Die Ballonfahrerin des Königs
Obwohl wir monatelang wie Mann und Frau miteinander gelebt haben, hast du mich die ganze Zeit belogen. Verdammt, Marie-Provence,
glaubst du wirklich, dass du die Richtige bist, mein Vertrauen einzufordern?»
Er starrte sie an mit einer Wut, die ihr die Nackenhaare sträubte. Nie hätte sie gedacht, dass sie einmal Angst vor André
haben könnte. Jetzt aber fühlte sie instinktiv, dass sie keinen Schritt weiter gehen durfte. Sie senkte den Blick. «Ich muss
mich um den Fallschirm kümmern», sagte sie stattdessen steif. Sie kniete sich auf den Korbboden nieder und klappte einen Schutzdeckel
hoch. Nun lag der Mechanismus, der den Fallschirm am Korb hielt, offen vor ihr. Der Boden war mit einem Drahtgeflecht verstärkt
worden, um das zusätzliche Gewicht des Springers zu tragen. Darunter war ein Karabinerhaken befestigt, der sich vom Korb aus
öffnen ließ, um den Fallschirm freizugeben.
Marie-Provence spürte Andrés Blick auf ihr lasten, als sie |402| den Mechanismus betätigte. Nichts passierte. Sie runzelte die Stirn. Wiederholte den Versuch mehrere Male. Stand auf, spähte
über den Korbrand. Der Schirm war noch da.
«Was ist los?», fragte André.
«Ich verstehe das nicht. Der Fallschirm fällt nicht ab.»
«Zeig her.» André kniete sich nun ebenfalls nieder. Nach einer sorgfältigen Inspizierung kam er wieder auf die Beine. Zum
ersten Mal, seit er im Korb erschienen war, wirkte er weniger wütend als nachdenklich.
«Weißt du, was da los ist?»
Er warf ihr einen Blick zu. «Der Fallschirmring schlüpft nicht aus dem Haken. Wahrscheinlich, weil der Schirm nicht schwer
genug ist. Mein Gewicht fehlt.»
Marie-Provence fühlte ein Kribbeln in ihrem Rücken. «Was machen wir nun? Du sagtest selbst: So können wir nicht landen.»
André zog sein Messer. Er bohrte es zwischen die engen Maschen des Drahtgeflechts, versuchte, sie auseinanderzubiegen, um
an den Haken zu gelangen. «Nichts zu machen. Die Metallstreben sind zu starr. Ich kann den Haken nicht erreichen.»
«Was heißt das?»
André blieb lange Zeit stumm. Als er endlich antwortete, war es mit einer Kälte, für die sie ihn hätte schütteln wollen.
«Jemand muss runter und versuchen, den Schirm von unten zu lösen.»
Sie starrte ihn ungläubig an. «Unmöglich!»
André zuckte mit den Schultern. «Ich würde sagen, wir haben keine Wahl.»

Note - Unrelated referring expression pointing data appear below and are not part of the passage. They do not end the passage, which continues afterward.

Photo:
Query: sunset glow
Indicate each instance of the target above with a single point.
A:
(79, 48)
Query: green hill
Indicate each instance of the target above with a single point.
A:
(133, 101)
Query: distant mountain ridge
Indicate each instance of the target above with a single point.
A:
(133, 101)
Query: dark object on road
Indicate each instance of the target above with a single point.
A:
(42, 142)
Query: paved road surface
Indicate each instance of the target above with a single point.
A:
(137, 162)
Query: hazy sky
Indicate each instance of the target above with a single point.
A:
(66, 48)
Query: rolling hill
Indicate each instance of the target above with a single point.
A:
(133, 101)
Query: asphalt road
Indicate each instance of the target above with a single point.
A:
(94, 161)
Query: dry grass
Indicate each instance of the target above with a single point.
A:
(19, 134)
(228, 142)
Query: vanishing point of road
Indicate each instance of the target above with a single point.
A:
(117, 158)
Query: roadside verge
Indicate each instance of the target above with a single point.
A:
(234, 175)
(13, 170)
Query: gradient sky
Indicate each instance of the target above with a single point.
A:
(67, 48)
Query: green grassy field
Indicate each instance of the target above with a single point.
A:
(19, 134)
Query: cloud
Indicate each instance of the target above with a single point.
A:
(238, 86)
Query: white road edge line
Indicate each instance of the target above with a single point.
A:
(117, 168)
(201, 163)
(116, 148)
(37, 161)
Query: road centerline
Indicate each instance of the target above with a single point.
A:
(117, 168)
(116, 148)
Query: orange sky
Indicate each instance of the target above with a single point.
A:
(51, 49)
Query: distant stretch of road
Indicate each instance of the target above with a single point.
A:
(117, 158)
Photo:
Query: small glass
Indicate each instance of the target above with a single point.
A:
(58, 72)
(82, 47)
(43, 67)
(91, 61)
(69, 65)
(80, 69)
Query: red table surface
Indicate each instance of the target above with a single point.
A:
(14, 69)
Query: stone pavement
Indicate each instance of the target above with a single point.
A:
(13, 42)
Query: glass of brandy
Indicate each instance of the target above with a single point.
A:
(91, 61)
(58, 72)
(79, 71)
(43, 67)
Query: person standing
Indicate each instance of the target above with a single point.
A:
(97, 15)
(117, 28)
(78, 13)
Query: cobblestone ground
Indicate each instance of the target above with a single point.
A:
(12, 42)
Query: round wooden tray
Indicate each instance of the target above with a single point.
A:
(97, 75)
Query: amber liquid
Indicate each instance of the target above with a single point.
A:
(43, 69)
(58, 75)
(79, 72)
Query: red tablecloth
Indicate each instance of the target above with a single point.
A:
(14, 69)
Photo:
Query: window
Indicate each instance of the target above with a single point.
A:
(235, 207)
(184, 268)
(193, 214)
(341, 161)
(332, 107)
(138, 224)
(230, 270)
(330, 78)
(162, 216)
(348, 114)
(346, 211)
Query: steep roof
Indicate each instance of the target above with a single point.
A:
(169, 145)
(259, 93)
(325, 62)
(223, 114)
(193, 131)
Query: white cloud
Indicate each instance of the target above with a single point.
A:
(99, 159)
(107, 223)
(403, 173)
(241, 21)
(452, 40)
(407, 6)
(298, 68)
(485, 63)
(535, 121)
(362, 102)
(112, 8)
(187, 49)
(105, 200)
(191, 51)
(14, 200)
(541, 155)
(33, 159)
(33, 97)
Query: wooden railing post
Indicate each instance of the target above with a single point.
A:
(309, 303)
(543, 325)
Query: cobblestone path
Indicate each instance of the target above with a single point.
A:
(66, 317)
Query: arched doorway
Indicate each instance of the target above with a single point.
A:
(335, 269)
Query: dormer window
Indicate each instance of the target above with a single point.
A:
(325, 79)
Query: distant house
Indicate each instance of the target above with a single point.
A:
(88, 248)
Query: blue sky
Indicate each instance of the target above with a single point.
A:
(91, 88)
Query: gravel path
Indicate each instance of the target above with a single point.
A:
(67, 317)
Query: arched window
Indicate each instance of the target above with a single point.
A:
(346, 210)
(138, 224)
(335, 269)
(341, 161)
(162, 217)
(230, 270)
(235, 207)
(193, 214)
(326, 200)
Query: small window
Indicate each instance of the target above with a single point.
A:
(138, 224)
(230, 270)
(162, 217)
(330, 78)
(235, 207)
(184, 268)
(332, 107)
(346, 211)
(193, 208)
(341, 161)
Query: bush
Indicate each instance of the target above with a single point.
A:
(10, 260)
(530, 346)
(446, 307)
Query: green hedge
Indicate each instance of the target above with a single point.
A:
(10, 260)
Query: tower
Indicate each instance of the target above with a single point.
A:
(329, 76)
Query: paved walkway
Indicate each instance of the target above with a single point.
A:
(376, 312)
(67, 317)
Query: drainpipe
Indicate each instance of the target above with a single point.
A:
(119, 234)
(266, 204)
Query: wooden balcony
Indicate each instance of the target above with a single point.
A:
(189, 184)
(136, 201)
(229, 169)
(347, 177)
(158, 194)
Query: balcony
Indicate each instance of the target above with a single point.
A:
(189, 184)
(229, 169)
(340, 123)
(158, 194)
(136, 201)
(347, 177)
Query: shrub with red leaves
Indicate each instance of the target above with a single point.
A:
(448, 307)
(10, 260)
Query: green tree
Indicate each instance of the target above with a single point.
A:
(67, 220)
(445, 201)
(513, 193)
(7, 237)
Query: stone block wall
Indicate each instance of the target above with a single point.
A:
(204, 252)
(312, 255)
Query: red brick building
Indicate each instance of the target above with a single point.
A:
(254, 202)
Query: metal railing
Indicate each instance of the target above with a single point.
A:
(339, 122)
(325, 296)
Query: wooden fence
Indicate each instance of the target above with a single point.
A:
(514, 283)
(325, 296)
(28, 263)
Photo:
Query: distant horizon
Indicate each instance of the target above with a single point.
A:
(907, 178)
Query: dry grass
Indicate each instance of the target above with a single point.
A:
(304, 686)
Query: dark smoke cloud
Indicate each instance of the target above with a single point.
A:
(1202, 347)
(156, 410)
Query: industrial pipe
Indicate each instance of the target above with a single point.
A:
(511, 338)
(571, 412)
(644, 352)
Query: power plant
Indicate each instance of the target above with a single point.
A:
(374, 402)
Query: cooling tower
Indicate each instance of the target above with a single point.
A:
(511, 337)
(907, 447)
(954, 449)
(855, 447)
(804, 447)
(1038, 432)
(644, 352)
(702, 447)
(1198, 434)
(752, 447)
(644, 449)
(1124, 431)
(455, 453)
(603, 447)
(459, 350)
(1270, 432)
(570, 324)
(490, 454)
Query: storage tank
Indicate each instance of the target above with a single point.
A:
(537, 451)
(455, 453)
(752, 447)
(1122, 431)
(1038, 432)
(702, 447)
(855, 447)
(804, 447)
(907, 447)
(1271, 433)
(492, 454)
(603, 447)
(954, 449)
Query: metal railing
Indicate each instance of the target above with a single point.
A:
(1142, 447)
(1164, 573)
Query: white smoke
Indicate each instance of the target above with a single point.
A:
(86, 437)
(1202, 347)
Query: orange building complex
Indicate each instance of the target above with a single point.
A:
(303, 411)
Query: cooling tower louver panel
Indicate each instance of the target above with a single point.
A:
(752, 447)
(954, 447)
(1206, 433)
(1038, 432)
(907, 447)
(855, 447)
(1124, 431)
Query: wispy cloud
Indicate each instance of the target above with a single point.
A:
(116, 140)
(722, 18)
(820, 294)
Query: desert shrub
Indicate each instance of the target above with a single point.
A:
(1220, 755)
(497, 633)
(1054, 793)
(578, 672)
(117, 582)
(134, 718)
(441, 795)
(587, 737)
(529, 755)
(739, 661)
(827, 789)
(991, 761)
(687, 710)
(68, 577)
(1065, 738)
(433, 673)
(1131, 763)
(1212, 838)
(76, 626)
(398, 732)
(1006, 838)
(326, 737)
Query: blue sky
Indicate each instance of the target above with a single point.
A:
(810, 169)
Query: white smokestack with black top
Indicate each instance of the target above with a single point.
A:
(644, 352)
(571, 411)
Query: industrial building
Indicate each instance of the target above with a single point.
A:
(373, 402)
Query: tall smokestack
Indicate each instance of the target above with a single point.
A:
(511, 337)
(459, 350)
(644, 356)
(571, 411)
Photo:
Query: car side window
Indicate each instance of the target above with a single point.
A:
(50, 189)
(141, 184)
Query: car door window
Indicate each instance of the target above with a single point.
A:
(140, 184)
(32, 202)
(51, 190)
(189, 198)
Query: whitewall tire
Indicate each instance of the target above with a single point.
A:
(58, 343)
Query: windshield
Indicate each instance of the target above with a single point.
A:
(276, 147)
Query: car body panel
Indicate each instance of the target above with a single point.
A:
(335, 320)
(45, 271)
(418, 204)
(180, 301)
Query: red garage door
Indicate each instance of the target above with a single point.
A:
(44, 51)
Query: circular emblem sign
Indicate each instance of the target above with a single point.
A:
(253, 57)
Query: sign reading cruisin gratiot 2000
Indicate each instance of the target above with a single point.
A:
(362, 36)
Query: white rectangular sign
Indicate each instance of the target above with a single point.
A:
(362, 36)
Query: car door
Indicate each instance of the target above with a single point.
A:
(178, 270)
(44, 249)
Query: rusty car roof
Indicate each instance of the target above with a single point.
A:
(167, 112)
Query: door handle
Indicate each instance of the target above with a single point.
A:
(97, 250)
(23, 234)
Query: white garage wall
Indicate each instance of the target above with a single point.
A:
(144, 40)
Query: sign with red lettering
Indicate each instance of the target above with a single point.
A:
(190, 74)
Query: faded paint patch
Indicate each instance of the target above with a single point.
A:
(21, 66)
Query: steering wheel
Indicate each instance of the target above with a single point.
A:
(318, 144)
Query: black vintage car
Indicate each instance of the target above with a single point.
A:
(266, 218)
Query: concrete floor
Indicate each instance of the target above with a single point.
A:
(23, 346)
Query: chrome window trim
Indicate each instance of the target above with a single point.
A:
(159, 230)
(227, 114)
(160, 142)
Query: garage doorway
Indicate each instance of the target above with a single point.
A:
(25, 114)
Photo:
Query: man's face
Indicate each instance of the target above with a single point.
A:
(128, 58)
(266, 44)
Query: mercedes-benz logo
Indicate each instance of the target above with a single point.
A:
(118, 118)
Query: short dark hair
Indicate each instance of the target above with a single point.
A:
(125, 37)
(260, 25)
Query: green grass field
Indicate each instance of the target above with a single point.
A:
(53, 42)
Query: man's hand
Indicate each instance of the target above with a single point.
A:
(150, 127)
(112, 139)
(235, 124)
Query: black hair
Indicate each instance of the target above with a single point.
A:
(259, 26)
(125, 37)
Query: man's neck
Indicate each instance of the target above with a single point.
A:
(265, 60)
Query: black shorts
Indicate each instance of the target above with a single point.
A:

Marie-Provence erschauerte. Ihr Magen krampfte sich vor Angst zusammen. Sie warf einen verstohlenen Blick auf die Strickleiter,
die noch immer über dem Korbrand baumelte. Nein. Nein, das konnte sie nicht. Sie schloss die Augen. André hatte recht: Sie
hatten keine Wahl. Sie nahm ihr Messer.
Kaum hatte sie ein zittriges Bein über den Korbrand gelegt, wurde sie zurückgerissen.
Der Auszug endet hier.